UNITED STATES -- We might still just be at the beginning of hurricane season but it had an early start this year. Notably, post-Tropical Storm Cristobal, which gave Wisconsin it's fourth tropical cyclone on record, but ever since then the Atlantic has calmed down.
According to the National Hurricane Center, no tropical development is favored in the next 48 hours anywhere from the United States to Africa, but that streak will likely last longer than that.

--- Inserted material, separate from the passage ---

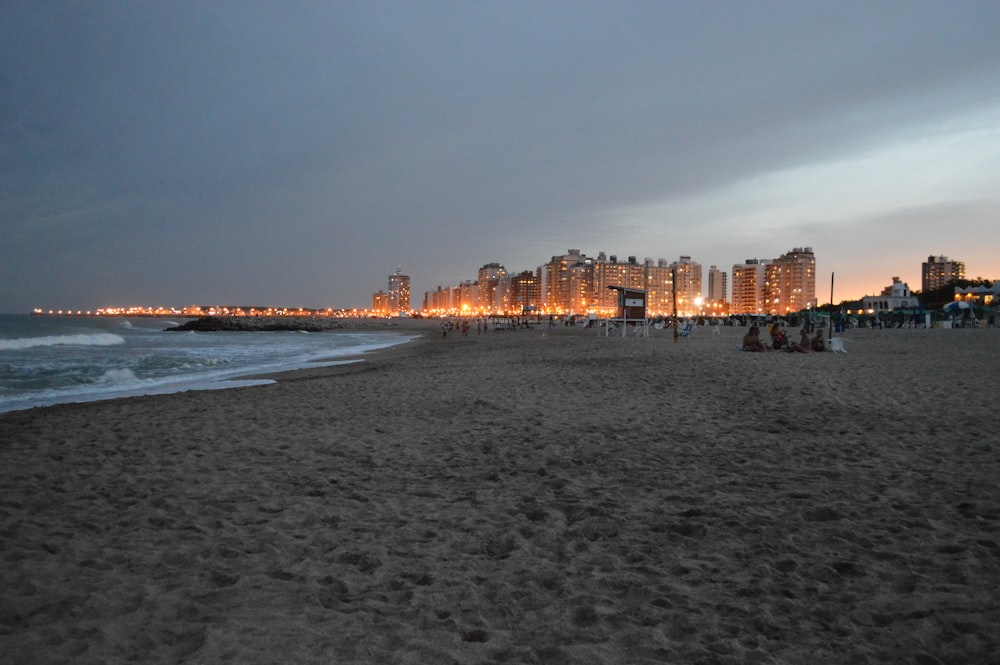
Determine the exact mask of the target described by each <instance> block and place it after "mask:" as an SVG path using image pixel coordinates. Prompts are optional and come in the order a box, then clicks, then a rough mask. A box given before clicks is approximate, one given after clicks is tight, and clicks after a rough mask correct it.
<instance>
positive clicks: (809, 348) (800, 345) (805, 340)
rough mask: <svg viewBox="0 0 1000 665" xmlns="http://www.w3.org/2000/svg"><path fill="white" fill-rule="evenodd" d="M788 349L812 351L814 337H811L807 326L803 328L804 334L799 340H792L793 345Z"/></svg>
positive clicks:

Atlantic map of current tropical cyclones from the National Hurricane Center as of June 19
Even looking at current visible satellite data, there's hardly any activity going on in the Atlantic. While peak hurricane season doesn't occur until September, generally there is at least some promising disturbance that could lead to a tropical cyclone at any given time. So what is the reason?

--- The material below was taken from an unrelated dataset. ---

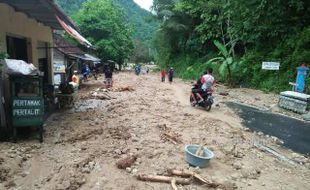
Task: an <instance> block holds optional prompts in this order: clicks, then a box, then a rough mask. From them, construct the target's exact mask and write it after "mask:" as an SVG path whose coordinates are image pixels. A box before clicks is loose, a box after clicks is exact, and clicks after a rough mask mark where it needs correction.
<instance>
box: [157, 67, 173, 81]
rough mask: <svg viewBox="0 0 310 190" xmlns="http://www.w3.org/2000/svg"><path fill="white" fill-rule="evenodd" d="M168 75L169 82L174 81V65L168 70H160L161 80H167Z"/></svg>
mask: <svg viewBox="0 0 310 190" xmlns="http://www.w3.org/2000/svg"><path fill="white" fill-rule="evenodd" d="M166 75H168V80H169V82H170V83H172V81H173V75H174V70H173V68H172V67H170V68H169V70H168V72H166V70H165V69H162V70H161V72H160V76H161V82H165V81H166Z"/></svg>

Current satellite view of the Atlantic Ocean
Hurricanes and other tropical cyclones require vast amounts of moisture to sustain themselves. This is why storms weaken so drastically when they make landfall. Looking at current particulates in the upper atmosphere, you can see why we have no tropical development. There's hardly any moisture in the air!
Saharan Dust is pluming in the Atlantic and heading towards the United States in the next week. This mass amount of dust is an indicator of dry upper-level air. The dust just indicates dry air, it is not why hurricanes can't form. In order for raindrops to form they need to condense onto these small particles of dust but without much moisture in the atmosphere in the first place this can't happen.
Satellite view of Saharan Dust in the upper atmosphere as of Friday, June 19
The amount of dust over the Atlantic can be a key indicator of whether or not we'll enter an inactive stretch of tropical development. Based on the current situation forecasters can be confident in saying the Atlantic will stay quiet for the next few days.